Le russe suivit son regard et il l'entendit jurer. D'un geste ferme, il enserra le cou d'Harry de son bras, la baguette toujours menaçante contre sa peau, et le traîna quelques pas plus loin.
Quelque chose rampa au sol. Quelque chose d'indicible qu'Harry reconnut immédiatement. Comme si un millier d'insectes de fumée noire grouillaient dans leur direction.
Puis l'odeur les pris au nez. Celle du charnier. De la décomposition. De la mort.
L'odeur du désespoir.
Ils virent les corps inertes des deux mercenaires, engloutis par la masse ténébreuse qui s'avançait inexorablement vers eux.

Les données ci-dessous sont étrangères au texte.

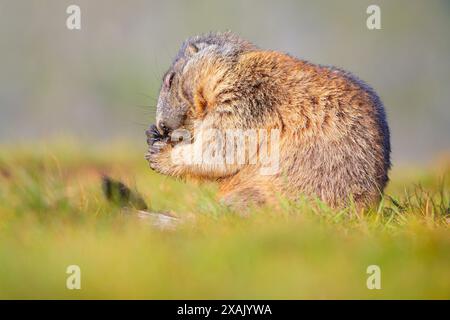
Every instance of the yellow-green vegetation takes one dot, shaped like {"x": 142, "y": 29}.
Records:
{"x": 53, "y": 214}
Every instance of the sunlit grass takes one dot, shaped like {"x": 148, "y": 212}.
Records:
{"x": 53, "y": 214}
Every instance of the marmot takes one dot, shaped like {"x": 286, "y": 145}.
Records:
{"x": 333, "y": 134}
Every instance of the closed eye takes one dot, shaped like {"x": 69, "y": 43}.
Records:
{"x": 168, "y": 79}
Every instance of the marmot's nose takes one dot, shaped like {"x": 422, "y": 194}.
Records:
{"x": 163, "y": 127}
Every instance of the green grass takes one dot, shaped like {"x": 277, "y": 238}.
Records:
{"x": 53, "y": 214}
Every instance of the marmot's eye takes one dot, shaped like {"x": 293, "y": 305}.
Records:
{"x": 168, "y": 79}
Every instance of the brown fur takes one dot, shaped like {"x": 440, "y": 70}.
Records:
{"x": 334, "y": 135}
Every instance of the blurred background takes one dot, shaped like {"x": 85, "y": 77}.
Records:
{"x": 100, "y": 84}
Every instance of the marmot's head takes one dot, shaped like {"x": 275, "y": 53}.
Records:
{"x": 191, "y": 83}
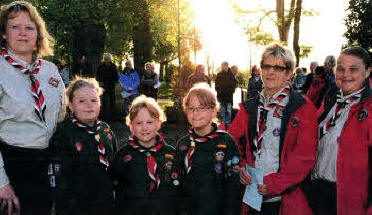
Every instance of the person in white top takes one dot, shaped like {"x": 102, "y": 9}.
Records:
{"x": 31, "y": 101}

Tel un fluide visqueux et vorace, elle les enveloppa, les absorbant lentement. Leur chair sembla se dissoudre, se fondre dans cet abîme de ténèbres, et leur existence fut aussi simplement effacée de Gashi.
Le pire dans tout cela, était le silence absolu qui régnait. Un silence si profond qu'il semblait tout engloutir, ne laissant qu'un vide oppressant. Seul le souffle erratique du geôlier russe, troublait ce calme étrange et Harry, imperturbable, pouvait ressentir tout l'effroi qui émanait de lui.
L'homme leva sa baguette d'une main tremblante et lança quelques sorts dans la direction des ombres grouillantes qui recouvraient les corps disparus. Mais chaque sortilège semblait glisser sur elles comme l'eau sur une surface huilée. Les ombres se dissipaient sous l'impact, se scindaient en deux, ou se multipliaient, se jouant des tentatives désespérées du Russe pour les repousser.
Son visage se déforma dans une expression de terreur pure alors qu'il réalisait l'inefficacité de ses sorts.
Harry soupira : « C'est inutile. Il a l'air vraiment furieux. »
Alors que la vague grouillante léchait leurs pieds, ils le virent enfin apparaitre. Il avançait vers eux d'un pas tranquille, les mains dans les poches, enveloppé par un voile sombre de magie noire, les yeux plus rougeoyant que les braises d'une cheminée.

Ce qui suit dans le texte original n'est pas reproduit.